Täglicher Marktbericht – 12. September 2026

Märkte

Der S&P 500 (SPX) schloss 0,86 Prozent höher bei 7.657 Punkten. Der Nasdaq 100 (NDX) gewann 0,91 Prozent auf 29.368 Punkte. Um 0,98 Prozent auf 52.573 Punkte stieg der Dow Jones (DJI). In Frankfurt legte der DAX (DAX) um 0,82 Prozent auf 25.569 Punkte zu, während der Nikkei 225 (NI225) 1,93 Prozent auf 64.011 Punkte verlor. Brent-Rohöl (UKOIL) verbilligte sich trotz der Risiken für die Lieferwege am Persischen Golf um 2,81 Prozent auf 104,61 Dollar je Barrel.

Unternehmen

Nvidia (NVDA) erwägt Berichten zufolge, sich beim Börsengang von Anthropic mit bis zu 10 Milliarden Dollar zu beteiligen. Der mögliche Schritt an den Kapitalmarkt ist mit der Nachfrage des KI-Entwicklers nach Grafikprozessoren verknüpft.
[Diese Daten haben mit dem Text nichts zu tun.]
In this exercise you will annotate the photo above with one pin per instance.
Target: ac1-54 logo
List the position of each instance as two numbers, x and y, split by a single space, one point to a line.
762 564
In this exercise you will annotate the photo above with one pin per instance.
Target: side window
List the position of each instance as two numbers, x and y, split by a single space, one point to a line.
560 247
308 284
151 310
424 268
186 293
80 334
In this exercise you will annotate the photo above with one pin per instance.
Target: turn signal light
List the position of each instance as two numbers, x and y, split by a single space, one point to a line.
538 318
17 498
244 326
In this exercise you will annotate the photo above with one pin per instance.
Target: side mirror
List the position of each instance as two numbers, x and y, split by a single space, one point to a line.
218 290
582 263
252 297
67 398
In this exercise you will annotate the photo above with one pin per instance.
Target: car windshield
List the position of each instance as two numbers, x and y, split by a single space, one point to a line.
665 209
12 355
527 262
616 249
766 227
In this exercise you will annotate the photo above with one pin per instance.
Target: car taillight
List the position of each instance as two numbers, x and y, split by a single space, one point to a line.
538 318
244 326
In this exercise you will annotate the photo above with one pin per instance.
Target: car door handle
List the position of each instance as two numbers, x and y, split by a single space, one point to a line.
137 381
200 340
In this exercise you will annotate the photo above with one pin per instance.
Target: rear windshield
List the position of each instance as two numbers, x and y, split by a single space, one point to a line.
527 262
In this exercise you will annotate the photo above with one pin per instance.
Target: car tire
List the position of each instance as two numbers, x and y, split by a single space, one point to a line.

Oracle (ORCL) rückte in den Blick, nachdem Gründer Larry Ellison den Verkauf von bis zu 50 Millionen Aktien im Wert von bis zu 7,5 Milliarden Dollar angekündigt hatte. Zugleich standen das Rechenzentrumsgeschäft und die hohen Verpflichtungen für KI-Infrastruktur im Fokus.

Hapag-Lloyd (HLAG) hält Berichten zufolge trotz des Widerstands aus Israel an Gesprächen über eine Übernahme von ZIM fest. Das mögliche Volumen wird mit rund 3,6 Milliarden Euro beziffert. Die Übernahme von ZIM Integrated Shipping Services (ZIM) hängt von weiteren Gesprächen und regulatorischen Fragen ab.

VinFast (VFS) übertrug den Posten des globalen Vorstandsvorsitzenden von Gründer Pham Nhat Vuong auf dessen Sohn Pham Nhat Quan Anh. Unterdessen setzt der Elektroautohersteller seine Expansion fort. BYD (1211) stand im Blick, nachdem der US-Präsident eine Zulassung chinesischer Hersteller für die Produktion in den Vereinigten Staaten mit amerikanischen Beschäftigten in Aussicht gestellt hatte. Das Importverbot soll hingegen bestehen bleiben.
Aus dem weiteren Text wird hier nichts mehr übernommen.